Senior DevOps Engineer
Hybrid 3 days/week onsite in Concord, CA
We are hiring two Senior DevOps Engineers to lead build, automation, and operations for modern cloud platforms with emphasis on AIOps and the model/ML development lifecycle. You will partner with Data/ML, Platform, and Security teams to deliver resilient and scalable systems that support AI-enabled applications and services.
Due to client requirements, applicants must be willing and able to work on a W2 basis. For our W2 consultants, we offer a great benefits package that includes medical, dental, and vision benefits, 401k with company matching, and life insurance.
Rate: $70.00 to $75.00/hr. W2
Responsibilities:
- Design and operate CI/CD pipelines for microservices, data services, and ML workloads.
- Implement Infrastructure as Code for cloud environments across AWS, Azure, or GCP.
- Build observability for metrics, logs, and traces, define SLOs and error budgets, and author automated runbooks.
- Drive reliability engineering practices including capacity planning, chaos testing, and incident response.
- Integrate AI/ML tooling to enhance monitoring, anomaly detection, auto-remediation, and incident prediction.
- Operationalize model monitoring and data drift detection with alerting aligned to business KPIs.
- Support end-to-end model lifecycle including data preparation, experiment tracking, model registry, CI/CD for ML, feature stores, and model serving.
- Implement governance for model lineage, approvals, versioning, reproducibility, and compliance controls.
- Embed security in pipelines with SAST/DAST, dependency scanning, and secrets management.
- Enforce RBAC, least privilege, policies-as-code, and auditable change management.
- Partner with Engineering, Data Science, and Product to align on architecture and SLAs.
- Mentor engineers and lead technical deep dives and incident postmortems.
Experience Requirements:
- 7 to 10+ years in DevOps, SRE, or Platform Engineering with production systems.
- Expertise with at least one major cloud provider such as AWS, Azure, or GCP and strong Terraform or equivalent IaC.
- Mastery of CI/CD tools such as GitHub Actions, GitLab CI, Azure DevOps, or Jenkins.
- Containerization and orchestration with Docker and Kubernetes at scale.
- Observability with Prometheus and Grafana, OpenTelemetry, ELK/EFK, Datadog, New Relic, or similar.

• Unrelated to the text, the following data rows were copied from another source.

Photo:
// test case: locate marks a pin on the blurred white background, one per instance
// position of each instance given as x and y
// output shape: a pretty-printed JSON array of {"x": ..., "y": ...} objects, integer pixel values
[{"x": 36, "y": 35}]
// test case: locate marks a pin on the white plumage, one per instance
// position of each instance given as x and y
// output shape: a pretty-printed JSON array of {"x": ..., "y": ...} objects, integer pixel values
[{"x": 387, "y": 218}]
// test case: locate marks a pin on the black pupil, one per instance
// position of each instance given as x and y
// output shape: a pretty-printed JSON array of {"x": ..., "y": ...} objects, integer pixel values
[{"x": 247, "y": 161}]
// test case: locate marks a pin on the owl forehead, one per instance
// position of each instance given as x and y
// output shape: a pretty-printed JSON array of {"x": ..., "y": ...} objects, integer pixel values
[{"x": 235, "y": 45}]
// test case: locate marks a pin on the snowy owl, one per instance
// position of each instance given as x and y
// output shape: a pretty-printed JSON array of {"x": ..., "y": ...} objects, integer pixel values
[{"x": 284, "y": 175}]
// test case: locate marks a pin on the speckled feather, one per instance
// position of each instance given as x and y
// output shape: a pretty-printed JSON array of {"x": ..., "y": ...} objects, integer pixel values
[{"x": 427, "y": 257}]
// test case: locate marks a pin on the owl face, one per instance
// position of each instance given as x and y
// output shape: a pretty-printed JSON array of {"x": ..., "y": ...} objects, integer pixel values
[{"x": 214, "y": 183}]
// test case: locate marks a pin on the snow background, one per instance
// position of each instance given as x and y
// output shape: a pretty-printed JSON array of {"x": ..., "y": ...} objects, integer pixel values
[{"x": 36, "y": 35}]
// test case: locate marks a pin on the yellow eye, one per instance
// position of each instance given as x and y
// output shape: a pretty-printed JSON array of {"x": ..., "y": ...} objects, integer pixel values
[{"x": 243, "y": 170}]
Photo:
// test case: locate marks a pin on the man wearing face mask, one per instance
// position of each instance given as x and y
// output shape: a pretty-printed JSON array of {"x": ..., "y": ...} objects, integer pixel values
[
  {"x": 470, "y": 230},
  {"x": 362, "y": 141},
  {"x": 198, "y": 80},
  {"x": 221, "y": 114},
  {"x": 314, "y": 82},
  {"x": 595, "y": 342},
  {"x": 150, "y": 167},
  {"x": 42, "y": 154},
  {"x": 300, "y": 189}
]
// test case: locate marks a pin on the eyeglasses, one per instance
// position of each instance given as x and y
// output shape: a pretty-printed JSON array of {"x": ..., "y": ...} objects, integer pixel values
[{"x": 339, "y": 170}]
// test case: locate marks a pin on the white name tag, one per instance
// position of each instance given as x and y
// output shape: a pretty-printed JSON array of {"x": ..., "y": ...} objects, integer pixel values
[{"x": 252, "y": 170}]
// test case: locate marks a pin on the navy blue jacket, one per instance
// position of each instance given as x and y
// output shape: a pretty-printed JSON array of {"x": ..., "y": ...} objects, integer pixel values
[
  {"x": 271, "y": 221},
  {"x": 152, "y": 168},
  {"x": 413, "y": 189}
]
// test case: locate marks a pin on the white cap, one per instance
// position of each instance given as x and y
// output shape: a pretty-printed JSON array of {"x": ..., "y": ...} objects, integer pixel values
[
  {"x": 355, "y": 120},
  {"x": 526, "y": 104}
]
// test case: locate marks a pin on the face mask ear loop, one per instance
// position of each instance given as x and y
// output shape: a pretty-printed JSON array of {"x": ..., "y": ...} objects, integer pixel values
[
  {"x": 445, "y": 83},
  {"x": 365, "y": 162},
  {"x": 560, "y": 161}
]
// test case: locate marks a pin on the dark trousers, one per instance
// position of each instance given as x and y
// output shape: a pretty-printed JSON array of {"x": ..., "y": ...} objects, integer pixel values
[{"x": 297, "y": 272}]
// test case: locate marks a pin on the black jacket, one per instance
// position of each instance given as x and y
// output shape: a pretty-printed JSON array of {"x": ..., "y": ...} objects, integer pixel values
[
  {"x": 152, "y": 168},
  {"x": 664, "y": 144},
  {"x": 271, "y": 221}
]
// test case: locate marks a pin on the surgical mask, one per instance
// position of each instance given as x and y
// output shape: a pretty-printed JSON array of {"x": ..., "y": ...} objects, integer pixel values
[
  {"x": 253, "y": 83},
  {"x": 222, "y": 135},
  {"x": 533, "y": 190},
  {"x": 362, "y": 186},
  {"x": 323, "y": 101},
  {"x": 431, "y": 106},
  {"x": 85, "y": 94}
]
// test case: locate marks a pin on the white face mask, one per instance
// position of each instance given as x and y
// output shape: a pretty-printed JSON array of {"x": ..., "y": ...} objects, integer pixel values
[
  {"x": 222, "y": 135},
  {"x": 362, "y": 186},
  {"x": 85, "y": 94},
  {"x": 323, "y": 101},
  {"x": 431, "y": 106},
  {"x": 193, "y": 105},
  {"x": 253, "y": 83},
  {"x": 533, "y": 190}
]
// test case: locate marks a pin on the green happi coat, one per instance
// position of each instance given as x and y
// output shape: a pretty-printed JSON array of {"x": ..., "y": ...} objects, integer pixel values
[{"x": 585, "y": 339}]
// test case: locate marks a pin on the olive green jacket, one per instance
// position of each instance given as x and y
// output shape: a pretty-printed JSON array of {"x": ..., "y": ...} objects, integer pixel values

- Practical AIOps experience including anomaly detection, intelligent alerting, and automated runbooks or adjacent experience with willingness to lead AIOps adoption.
- Hands-on MDLC and MLOps including experiment tracking such as MLflow, model registry, model serving, feature stores, and model monitoring.
- Strong scripting and coding for automation using Python and Bash, with Go as a plus.
- Security-first mindset including secret management with Vault or KMS, container and image scanning, SBOM, and policy guardrails.
- Experience with data platforms such as Spark, Databricks, and Kafka and event-driven designs (preferred).
- GPU workload orchestration and cost and performance optimization for AI workloads (preferred).
- Governance and compliance experience such as SOC 2, ISO 27001, or HIPAA (preferred).
- FinOps exposure and cost observability in cloud environments (preferred).
- GitOps implementation with Argo CD or Flux (preferred).